Clues to reading Christian Eckart's (b. 1959) work often appear in his titles: Andachtsbild is a German term used for a devotional object, especially Northern Gothic art around the 14th and 15th centuries. In this series, Eckart deconstructs form, applies tonal principles, and employs techniques traditionally found in religious artworks since the beginning of the Renaissance, presented in combination with contemporary materials that connect it to an ongoing dialogue surrounding minimalism, shaped painting, monochromes, and the sublime. Seth Cameron (b. 1982) navigates similar territory in his Suns series. With an indebtedness to Ad Reinhardt, Cameron’s watercolor fields in blue-violet hues gradually reveal underlying geometric forms to a contemplative gaze.  As Cameron elaborates “A square of paint or paper is both real and a representation, receding or advancing, asserting itself or dissolving. Paintings of all epochs and cultures command real space and fictional space to coexist.” 

Living in Mexico in the 1940s-50s, Dorothy Hood (1918-2000) absorbed the ancient and primal mysticism of its rich history. Combining that early influence with her personal exploration of dreams, memory, and landscape, Hood’s paintings of broad color punctuated by hard-edged forms bridge earthly and heavenly realms. Sheila Hicks (b. 1934) believes, “textiles are the universal language.” With an incessant curiosity for the material world, Sheila Hicks sources the tradition of ancient weaving from various cultures. In the process, Hick’s intent transforms craft from the utilitarian to the contemplative. Hicks’ ethos is grounded in being devoted to a life centered around creation. Her awareness of sacred weaving practices may be viewed as a sort of enlightenment; an homage to a humble art form that spans millennia.

Jazz and its improvisational spirit have greatly influenced Sam Gilliam (b. 1933). With its roots in African-American communities of New Orleans in the late 19th and early 20th centuries, jazz is the unrestrained evolution of gospel and blues. While the relationship between music and Gilliam’s work is not direct, the way each has been pushed mirrors the other. Just as jazz pushed gospel to its limits, John Coltrane’s Love Supreme professed his and jazz music’s exploration of the divine. Gilliam has pushed his medium to its limits, applying a fearless approach and spontaneity in liberating painting from a traditional support. With its high keyed colors, Do You Swing features heavily impastoed fragments pieced together like a quilt, juxtaposed against smooth enamel on aluminum to create a dynamic visual rhythm.
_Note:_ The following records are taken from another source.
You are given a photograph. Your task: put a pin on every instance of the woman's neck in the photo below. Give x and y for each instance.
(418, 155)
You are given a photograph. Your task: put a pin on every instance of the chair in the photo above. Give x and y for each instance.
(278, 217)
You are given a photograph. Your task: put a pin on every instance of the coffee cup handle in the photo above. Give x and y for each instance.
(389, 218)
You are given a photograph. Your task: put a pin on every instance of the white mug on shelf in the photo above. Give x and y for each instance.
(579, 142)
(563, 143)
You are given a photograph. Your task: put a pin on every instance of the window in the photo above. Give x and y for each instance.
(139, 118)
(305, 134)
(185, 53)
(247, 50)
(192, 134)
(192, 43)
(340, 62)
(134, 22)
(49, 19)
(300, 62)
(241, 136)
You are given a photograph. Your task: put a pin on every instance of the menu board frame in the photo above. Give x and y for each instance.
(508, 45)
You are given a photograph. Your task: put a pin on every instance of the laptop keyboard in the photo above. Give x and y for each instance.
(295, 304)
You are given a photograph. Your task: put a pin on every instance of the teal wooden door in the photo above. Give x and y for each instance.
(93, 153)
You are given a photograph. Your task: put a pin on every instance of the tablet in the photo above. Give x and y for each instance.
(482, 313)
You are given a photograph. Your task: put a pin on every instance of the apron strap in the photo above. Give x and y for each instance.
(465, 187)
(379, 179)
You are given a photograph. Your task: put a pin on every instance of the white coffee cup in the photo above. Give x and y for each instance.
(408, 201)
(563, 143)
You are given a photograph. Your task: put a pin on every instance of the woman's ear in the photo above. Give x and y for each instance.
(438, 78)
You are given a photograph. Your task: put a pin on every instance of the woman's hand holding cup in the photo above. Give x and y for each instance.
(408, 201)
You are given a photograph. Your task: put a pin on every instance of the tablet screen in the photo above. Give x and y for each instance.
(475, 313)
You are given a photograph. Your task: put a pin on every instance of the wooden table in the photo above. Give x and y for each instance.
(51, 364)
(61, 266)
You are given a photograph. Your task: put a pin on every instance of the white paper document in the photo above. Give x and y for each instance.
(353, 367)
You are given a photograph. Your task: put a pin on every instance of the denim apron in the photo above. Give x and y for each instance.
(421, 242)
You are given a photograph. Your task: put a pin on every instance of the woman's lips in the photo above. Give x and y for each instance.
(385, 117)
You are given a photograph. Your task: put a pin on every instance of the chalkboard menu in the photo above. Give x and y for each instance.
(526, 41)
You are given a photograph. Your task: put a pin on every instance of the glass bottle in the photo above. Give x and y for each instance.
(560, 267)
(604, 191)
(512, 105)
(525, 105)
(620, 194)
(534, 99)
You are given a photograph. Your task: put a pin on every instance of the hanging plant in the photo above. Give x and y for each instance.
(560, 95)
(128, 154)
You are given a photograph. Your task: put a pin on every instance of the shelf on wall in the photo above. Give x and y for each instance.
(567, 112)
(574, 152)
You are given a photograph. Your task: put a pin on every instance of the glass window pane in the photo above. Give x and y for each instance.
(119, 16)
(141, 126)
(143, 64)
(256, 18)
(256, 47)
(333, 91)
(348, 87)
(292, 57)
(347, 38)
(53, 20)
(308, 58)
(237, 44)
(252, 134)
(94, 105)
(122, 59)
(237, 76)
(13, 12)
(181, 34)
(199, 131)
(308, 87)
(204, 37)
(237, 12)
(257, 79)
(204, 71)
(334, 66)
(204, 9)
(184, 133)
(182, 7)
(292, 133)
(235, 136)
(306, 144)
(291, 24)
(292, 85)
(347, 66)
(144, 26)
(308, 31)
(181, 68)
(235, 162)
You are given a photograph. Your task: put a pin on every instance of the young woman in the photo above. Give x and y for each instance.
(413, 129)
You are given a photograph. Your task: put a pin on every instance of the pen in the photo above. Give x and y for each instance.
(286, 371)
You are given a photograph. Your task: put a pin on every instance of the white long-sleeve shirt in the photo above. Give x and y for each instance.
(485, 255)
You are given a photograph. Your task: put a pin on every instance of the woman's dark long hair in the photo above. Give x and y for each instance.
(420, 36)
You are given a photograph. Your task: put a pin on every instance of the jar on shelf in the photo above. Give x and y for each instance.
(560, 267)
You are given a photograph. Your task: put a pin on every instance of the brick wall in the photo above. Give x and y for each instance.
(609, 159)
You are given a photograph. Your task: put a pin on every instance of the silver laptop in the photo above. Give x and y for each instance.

Ai Weiwei’s (b. 1957) works source traditional Chinese paper cutouts. Paper-cutting in Chinese art may date back to the 2nd century CE when paper was invented in the Eastern Han Dynasty. The colorful, intricately cut paper works were used for prayers, story-telling and as decoration for celebrations such as festivals and weddings. The cutout voids, stencil-like, reveal familiar images from the zodiac to symbols of industry, common man, and New York City skyline. Red, synonymous with luck and happiness, reminds us of an ancient and mystic China.